Today I was excited to learn that this is how
GMP does it, it just looks scarier there because they are optimizing the notation to make it easy to implement in code without necessarily understanding
how it works (which is cool, they present the pseudocode in a very easy-to-digest manner). But that's not what I'm here for, I'm here to show how it works!
Here is the TL;DR if you don't want to go through the derivation:
##
\begin{array}{rcl}
x_{0} & \approx & \sqrt{c} \\
a_{0} &=& c - x_{0}^{2} \\
q_{n} + \frac{r_{n}}{2x_{n}} &=& \frac{a_{n}}{2x_{n}} \\
x_{n+1} &=& x_{n} + q_{n} \\
a_{n+1} &=& r_{n} - q_{n}^{2} \\
\end{array}
##(The third line means "divide
##\frac{a_{n}}{2x_{n}}##, but truncate at some precision to get the quotient and the remainder")

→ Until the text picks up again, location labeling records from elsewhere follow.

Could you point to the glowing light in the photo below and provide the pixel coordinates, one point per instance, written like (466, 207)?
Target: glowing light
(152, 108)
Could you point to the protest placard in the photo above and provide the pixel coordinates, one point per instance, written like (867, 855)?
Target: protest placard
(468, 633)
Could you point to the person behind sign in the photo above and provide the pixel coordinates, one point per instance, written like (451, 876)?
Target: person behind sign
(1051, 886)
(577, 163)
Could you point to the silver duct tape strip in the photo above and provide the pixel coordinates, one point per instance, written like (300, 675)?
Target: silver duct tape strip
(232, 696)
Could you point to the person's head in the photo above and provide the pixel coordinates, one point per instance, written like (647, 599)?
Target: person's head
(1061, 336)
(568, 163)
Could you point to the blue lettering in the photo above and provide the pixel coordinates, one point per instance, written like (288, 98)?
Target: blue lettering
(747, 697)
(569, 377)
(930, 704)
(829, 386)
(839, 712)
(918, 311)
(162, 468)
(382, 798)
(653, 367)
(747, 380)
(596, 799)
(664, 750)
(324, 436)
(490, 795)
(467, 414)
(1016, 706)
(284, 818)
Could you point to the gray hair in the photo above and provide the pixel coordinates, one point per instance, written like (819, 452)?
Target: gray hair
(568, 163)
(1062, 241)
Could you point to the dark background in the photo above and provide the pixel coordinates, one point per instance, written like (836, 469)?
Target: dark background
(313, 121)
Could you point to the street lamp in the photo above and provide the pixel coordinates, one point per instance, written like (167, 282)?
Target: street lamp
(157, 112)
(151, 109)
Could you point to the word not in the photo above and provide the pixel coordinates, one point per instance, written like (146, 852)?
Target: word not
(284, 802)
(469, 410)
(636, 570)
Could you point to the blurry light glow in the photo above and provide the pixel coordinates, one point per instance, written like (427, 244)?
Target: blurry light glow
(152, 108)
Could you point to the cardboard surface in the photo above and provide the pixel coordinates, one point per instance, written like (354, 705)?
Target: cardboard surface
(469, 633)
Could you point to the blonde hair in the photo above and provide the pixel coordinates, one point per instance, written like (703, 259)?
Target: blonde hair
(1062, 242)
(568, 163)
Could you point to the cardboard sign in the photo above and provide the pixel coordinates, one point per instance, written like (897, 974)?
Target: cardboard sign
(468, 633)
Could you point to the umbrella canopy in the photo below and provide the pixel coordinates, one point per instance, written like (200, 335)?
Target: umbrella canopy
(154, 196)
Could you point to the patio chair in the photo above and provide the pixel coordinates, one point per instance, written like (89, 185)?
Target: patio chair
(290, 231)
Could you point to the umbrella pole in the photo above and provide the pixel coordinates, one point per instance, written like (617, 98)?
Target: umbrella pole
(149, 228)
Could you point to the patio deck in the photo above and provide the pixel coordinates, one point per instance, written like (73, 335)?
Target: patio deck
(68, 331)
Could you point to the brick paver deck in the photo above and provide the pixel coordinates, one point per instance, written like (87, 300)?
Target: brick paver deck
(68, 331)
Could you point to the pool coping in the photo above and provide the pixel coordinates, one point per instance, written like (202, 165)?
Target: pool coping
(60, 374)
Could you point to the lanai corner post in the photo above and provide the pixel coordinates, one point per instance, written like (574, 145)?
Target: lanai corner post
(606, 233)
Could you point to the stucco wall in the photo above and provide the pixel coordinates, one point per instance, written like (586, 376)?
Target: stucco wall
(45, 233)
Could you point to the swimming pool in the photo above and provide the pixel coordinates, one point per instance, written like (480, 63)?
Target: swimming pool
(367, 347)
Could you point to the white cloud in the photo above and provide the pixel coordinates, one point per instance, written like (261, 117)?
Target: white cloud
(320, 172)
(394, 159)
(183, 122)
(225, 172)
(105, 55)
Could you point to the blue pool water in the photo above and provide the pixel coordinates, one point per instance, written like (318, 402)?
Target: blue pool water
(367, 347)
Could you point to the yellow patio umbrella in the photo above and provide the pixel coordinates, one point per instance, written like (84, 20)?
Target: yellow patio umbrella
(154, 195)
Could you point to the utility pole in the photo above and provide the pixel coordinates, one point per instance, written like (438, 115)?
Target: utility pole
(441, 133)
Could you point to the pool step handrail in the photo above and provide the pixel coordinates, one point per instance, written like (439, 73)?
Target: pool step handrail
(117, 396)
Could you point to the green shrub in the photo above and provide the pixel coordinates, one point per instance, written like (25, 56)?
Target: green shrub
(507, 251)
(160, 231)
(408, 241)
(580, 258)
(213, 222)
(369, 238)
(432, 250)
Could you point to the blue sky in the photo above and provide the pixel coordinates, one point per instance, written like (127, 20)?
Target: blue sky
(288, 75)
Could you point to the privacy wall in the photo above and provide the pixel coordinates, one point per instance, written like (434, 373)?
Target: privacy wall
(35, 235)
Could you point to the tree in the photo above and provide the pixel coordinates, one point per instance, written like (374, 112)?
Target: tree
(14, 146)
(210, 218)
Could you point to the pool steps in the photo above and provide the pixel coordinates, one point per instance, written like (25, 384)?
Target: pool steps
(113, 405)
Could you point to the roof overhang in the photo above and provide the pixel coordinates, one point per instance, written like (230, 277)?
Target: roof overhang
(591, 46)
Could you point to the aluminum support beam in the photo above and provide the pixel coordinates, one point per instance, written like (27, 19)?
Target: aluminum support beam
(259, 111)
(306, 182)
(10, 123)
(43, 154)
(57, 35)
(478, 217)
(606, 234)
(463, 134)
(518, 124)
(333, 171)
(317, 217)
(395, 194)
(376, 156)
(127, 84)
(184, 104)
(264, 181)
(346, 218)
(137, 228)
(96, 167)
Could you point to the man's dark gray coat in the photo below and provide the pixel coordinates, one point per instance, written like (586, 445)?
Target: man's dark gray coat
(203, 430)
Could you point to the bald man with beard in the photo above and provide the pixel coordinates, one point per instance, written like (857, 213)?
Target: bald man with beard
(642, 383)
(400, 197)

Let's start. I like the "Babylonian Method" where you start with a guess
##x_{0}## as an approximation to the square root of
##c##, then you run this iteration a few times until you have the precision you want:
##
\begin{array}{l}
x_{n+1} &=& \frac{\left(x_{n}+\frac{c}{x_{n}}\right)}{2}
\end{array}
##All you are doing is averaging the guess, with
##c## divided by that guess. If your guess was an overestimate,
##\frac{c}{x_{n}}## is going to be an underestimate, so their average will be closer to the actual answer.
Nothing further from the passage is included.